NVIDIA / dcgm-exporter

NVIDIA GPU metrics exporter for Prometheus leveraging DCGM
Apache License 2.0
847 stars 151 forks source link

Collect container name even when not using K8S #238

Open BryanQuigley opened 7 months ago

BryanQuigley commented 7 months ago

I'm not using K8S but want to collect container name as part of metrics. Each job is run in a container and the container name matches the jobid we want to query by.

I'm hoping maybe I'm missing an option to have the container name metrics be collected via docker (or podman) env variables. docker inspect shows what devices are visible via NVIDIA_VISIBLE_DEVICES.

Or grab output from a file file which will output device names like: /dev/nvidia5.

Any other approaches welcome!

nvvfedorov commented 7 months ago

@BryanQuigley , Thank you for the suggestion. Today, dcgm-exporter uses the following logic:

When the no-hostname config option is false (default value), the dcgm-exporter attempts to get the hostname from the NODE_NAME environment variable and container hostname as a fallback option.

Can you check what you see on the PBS instance?

BryanQuigley commented 7 months ago

Thanks for the quick reply! Sorry, I missed some key bits. We can't use DCGM-exporter in each container which I believe is what was described above.

We want to deploy dcgm-exporter to the host and have it report on all containers on the host. The hostname field is currently working as we would want. We want to add the container field similar to what is done in k8s.

The simple case is just one container to parse, but on some nodes there maybe 8 containers we want metrics from (and the reason we are moving from nvidia-smi metrics is MIG support, so that means potentially a lot of individual containers).

Docker inspect path

  1. Loop through all running containers
  2. docker inspect 12345.hpcq (container name)
  3. Under Config -> Env there is NVIDIA_VISIBLE_DEVICES which list GPU device ids.
  4. Add container=12345.hpcq as the container name to the metrics for those GPU device ids.

PBS Specific

  1. Loop through all GPU files in /var/spool/pbs/mom_priv/jobs/*.GPU
  2. cat /var/spool/pbs/mom_priv/jobs/12345.GPU to get nvidia dev names
  3. Add container=12345 as the container name to the metrics for those GPU device ids.
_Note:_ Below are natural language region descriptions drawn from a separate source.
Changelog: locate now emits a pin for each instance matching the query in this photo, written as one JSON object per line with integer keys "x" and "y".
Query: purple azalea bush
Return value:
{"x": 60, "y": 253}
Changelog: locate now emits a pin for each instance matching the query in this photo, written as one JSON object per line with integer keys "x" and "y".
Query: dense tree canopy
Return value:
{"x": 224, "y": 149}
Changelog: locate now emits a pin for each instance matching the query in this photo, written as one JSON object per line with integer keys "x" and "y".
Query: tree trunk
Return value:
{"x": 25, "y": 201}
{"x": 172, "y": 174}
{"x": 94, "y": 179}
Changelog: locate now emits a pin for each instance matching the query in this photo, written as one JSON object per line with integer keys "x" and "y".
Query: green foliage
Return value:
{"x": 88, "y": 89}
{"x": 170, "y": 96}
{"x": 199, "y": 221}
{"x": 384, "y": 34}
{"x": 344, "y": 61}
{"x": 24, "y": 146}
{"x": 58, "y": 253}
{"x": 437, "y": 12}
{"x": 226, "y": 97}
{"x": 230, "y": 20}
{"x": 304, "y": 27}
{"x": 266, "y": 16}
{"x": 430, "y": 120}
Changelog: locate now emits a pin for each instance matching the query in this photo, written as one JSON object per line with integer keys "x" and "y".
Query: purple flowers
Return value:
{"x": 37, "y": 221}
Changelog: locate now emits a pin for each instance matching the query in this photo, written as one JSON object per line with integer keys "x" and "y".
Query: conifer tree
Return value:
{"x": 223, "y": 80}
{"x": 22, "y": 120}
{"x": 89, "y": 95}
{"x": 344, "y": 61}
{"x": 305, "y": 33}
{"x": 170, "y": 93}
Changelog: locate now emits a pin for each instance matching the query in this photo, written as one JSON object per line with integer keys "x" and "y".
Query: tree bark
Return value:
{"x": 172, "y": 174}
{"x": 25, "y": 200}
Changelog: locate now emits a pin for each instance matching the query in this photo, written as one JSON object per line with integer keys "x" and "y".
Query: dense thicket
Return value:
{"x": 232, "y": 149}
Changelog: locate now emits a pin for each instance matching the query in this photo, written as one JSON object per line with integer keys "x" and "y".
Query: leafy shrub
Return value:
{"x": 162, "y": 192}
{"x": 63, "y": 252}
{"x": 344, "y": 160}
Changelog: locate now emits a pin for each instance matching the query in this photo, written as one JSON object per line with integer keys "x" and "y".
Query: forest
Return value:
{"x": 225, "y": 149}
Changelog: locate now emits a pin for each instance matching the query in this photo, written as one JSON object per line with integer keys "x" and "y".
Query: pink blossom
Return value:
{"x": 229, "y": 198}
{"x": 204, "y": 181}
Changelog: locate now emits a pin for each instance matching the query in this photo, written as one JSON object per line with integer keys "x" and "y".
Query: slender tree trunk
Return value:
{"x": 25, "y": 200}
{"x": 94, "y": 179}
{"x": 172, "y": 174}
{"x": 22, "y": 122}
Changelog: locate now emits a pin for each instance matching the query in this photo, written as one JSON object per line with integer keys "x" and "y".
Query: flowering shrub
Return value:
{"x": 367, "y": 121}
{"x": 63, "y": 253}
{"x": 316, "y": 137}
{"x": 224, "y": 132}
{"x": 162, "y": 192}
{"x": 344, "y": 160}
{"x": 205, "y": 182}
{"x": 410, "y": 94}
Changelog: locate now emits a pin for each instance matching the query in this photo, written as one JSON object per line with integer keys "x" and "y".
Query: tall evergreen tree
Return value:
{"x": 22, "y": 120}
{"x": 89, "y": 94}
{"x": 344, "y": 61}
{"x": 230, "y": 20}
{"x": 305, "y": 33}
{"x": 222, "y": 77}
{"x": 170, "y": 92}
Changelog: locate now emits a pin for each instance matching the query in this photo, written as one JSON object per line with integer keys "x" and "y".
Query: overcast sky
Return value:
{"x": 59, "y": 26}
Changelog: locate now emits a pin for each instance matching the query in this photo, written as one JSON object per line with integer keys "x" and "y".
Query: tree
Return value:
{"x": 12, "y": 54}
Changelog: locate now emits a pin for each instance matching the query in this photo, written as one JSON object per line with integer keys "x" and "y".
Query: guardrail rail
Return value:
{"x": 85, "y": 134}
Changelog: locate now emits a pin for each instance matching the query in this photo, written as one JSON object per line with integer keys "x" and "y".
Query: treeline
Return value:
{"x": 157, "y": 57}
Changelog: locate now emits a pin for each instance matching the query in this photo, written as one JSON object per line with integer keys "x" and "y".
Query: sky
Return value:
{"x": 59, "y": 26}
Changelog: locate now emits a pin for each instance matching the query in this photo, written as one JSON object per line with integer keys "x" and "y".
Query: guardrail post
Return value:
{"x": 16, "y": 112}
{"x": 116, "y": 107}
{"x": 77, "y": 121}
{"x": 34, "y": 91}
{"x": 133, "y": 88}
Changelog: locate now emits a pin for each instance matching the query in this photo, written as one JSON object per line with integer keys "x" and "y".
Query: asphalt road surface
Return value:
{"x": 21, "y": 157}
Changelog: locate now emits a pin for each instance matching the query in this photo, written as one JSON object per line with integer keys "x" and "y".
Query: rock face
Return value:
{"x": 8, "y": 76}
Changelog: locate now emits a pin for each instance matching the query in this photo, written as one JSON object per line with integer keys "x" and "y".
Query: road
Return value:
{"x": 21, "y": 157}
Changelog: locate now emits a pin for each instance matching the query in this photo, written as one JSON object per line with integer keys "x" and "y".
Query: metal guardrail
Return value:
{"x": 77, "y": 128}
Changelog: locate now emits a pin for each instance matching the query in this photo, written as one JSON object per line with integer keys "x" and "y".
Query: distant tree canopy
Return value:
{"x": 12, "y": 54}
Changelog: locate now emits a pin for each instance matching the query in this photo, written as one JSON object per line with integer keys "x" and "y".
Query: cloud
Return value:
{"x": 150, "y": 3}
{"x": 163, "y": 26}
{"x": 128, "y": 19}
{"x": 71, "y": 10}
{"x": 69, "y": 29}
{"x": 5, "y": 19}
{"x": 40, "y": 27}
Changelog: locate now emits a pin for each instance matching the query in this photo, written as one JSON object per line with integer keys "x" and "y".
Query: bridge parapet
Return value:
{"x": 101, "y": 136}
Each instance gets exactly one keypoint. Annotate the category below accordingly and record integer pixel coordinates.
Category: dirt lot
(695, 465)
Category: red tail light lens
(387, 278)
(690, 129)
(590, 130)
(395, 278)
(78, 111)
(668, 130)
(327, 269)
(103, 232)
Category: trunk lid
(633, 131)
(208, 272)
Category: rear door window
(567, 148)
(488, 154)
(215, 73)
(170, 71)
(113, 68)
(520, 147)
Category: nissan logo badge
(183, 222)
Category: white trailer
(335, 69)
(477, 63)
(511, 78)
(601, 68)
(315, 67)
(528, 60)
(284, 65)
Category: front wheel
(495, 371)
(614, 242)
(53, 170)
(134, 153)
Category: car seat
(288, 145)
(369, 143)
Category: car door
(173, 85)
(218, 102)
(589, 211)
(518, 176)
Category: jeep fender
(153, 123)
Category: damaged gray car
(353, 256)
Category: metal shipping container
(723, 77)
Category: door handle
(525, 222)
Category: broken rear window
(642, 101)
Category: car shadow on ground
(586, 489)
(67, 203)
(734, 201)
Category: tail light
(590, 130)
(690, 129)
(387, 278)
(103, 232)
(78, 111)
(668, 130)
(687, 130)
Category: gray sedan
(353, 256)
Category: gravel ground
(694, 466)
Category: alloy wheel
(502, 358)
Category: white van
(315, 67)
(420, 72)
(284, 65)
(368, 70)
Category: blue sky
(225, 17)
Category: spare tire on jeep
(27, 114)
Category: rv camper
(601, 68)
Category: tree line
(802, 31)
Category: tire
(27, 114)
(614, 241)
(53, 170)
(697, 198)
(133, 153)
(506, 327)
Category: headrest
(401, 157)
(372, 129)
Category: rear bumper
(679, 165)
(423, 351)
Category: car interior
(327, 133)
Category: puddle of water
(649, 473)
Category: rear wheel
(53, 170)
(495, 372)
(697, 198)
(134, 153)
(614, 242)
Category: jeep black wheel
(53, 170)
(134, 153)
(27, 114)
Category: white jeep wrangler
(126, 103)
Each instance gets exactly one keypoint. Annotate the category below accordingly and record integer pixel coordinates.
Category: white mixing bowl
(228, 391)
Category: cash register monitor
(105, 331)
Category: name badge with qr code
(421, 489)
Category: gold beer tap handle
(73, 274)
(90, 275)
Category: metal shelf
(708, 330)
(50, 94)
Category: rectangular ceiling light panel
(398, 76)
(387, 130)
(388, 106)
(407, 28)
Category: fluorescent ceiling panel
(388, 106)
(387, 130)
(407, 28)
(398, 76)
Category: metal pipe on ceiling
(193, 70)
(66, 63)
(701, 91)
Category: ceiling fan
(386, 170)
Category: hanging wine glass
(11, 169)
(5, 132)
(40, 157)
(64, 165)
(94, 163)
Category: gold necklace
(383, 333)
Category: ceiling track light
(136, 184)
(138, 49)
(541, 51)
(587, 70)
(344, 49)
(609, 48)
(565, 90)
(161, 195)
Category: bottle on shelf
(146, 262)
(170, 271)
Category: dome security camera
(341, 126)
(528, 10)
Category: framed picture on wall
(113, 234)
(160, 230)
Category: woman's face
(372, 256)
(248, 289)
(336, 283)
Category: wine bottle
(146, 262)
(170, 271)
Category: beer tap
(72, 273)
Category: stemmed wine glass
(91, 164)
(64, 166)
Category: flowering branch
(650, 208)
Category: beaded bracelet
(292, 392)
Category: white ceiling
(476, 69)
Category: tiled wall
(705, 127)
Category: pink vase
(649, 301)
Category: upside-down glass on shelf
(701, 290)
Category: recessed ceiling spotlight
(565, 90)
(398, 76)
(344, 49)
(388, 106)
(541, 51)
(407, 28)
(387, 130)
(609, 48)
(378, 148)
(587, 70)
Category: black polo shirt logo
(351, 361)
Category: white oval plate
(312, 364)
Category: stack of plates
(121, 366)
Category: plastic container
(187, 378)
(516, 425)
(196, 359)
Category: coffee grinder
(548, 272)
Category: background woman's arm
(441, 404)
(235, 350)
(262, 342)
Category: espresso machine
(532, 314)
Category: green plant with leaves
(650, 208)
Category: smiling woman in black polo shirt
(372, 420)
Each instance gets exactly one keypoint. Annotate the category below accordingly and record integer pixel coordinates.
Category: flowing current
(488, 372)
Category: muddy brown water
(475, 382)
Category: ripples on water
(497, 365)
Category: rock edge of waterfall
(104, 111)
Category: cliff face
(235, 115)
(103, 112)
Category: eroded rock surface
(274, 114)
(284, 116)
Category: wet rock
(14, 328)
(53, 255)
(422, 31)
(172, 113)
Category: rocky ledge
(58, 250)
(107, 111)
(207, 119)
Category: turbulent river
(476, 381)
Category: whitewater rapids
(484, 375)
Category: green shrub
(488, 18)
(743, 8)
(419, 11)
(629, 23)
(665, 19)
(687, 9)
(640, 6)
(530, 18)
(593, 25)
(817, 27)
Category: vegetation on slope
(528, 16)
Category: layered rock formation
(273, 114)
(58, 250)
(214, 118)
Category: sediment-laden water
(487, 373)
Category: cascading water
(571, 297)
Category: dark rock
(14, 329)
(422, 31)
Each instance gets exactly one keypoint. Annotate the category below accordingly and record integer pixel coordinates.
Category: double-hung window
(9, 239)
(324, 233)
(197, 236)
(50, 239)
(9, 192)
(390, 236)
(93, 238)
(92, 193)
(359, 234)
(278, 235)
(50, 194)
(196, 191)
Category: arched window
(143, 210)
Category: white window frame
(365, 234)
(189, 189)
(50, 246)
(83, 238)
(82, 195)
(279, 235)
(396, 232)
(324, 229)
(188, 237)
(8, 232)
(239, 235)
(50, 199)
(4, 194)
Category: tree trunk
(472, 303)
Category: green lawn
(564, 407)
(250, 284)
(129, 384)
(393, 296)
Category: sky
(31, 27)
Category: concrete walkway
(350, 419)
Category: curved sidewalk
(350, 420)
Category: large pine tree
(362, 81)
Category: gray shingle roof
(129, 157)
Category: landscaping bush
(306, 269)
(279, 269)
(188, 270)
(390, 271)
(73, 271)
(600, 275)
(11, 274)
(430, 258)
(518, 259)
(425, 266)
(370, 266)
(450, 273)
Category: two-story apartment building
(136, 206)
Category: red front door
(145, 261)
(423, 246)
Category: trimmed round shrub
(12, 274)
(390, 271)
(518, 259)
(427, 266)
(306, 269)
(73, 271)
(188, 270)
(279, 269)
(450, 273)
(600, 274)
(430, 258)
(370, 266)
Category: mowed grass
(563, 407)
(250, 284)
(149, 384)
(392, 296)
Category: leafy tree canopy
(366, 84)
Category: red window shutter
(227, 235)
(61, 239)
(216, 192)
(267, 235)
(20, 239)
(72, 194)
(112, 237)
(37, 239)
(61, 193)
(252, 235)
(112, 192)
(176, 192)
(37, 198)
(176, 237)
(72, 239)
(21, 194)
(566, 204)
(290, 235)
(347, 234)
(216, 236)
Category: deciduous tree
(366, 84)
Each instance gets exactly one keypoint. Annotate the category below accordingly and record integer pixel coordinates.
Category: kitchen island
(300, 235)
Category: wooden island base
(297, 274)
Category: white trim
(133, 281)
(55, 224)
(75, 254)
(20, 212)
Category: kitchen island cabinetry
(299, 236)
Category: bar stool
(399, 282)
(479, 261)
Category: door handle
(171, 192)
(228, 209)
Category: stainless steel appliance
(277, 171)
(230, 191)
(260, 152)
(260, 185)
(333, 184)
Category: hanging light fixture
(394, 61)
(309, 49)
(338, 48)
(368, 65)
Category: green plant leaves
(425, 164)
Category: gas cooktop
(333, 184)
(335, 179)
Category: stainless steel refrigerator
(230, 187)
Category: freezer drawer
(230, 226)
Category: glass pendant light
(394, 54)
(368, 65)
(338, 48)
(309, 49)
There may be other ways to associate it to a process or control group, but I don't see obvious ways to get back to container name. Thanks!

nvvfedorov commented 7 months ago

@BryanQuigley , Please run hostname command inside the docker container.

nvvfedorov commented 7 months ago

@BryanQuigley, I see where the problem is. Today, dcgm-exporter, uses k8s API to get a list of pods and containers and use this information to map containers and devices. We need to evaluate and prioritize this feature request.

nvvfedorov commented 5 months ago

@BryanQuigley , What is the PBS?

BryanQuigley commented 5 months ago

High performance computing workload manager (has open source and closed versions - I believe for this purpose they are the same) https://openpbs.org/ https://altair.com/pbs-professional/

nvvfedorov commented 4 months ago

@BryanQuigley , Re: GPU files in /var/spool/pbs/mom_priv/jobs/.GPU - is something configurable? What is inside the ".GPU" file? Can the file contain a job name?

If the file contains a job name, we may read the files and provide labels: GPU => Job Name, for example.

BryanQuigley commented 4 months ago

So currently it's

cat /var/spool/pbs/mom_priv/jobs/12345.hpcq.GPU
/dev/nvidia2

Are you saying it could work today if it was instead:

cat /var/spool/pbs/mom_priv/jobs/12345.hpcq.GPU
/dev/nvidia2=12345.hpcq

Or have 1 file with all the job ids to nvidia devices?

nvvfedorov commented 4 months ago

I have a similar request about another workflow manager for the HPC. We consider a file format something like this:

  1. File name: GPU - id.
  2. File content - job ID, container ID, or any string the workflow manager can put into the file to describe the job. I assume that 1 GPU may run one job so that the file will have one record.

Is it something that you can configure on your environment?

BryanQuigley commented 4 months ago

I'll check on how configurable that is.

We do have containers that use more than one gpu so the file ends up looking like /dev/nvidia7 ... /dev/nvidia0

BryanQuigley commented 4 months ago

We should be able to create custom other files to your spec. It will be configurable what files to pull it from, yes?

Just as long as a GPU can be associated with multiple containers we should be good. This should work with MIG device names too?

nvvfedorov commented 4 months ago

@BryanQuigley , what do you mean: "configurable what files to pull "? We can do the following, for example, you pass a path to a directory, where the DCGM-exporter can find files, where the file name is GPU ID (numeric, 0,1,2, etc), and each line of the file assumed is job label value.

BryanQuigley commented 4 months ago

path to a directory works ^

BryanQuigley commented 4 months ago

Sorry for delay. Yes, it is configurable. Ideally we get 1 job to multiple GPUs though.

nvvfedorov commented 3 months ago

@BryanQuigley, You can try our integration with HPC in the new version: https://github.com/NVIDIA/dcgm-exporter/releases/tag/3.3.6-3.4.2. Link to readme: https://github.com/NVIDIA/dcgm-exporter/blob/main/README.md#how-to-include-hpc-jobs-in-metric-labels

BryanQuigley commented 3 months ago

Thanks! Will give a try

michaelact commented 2 months ago

Hi, I have a question regarding environments that are not running on top of HPC (only a single server with GPU). How can I get container name in metrics?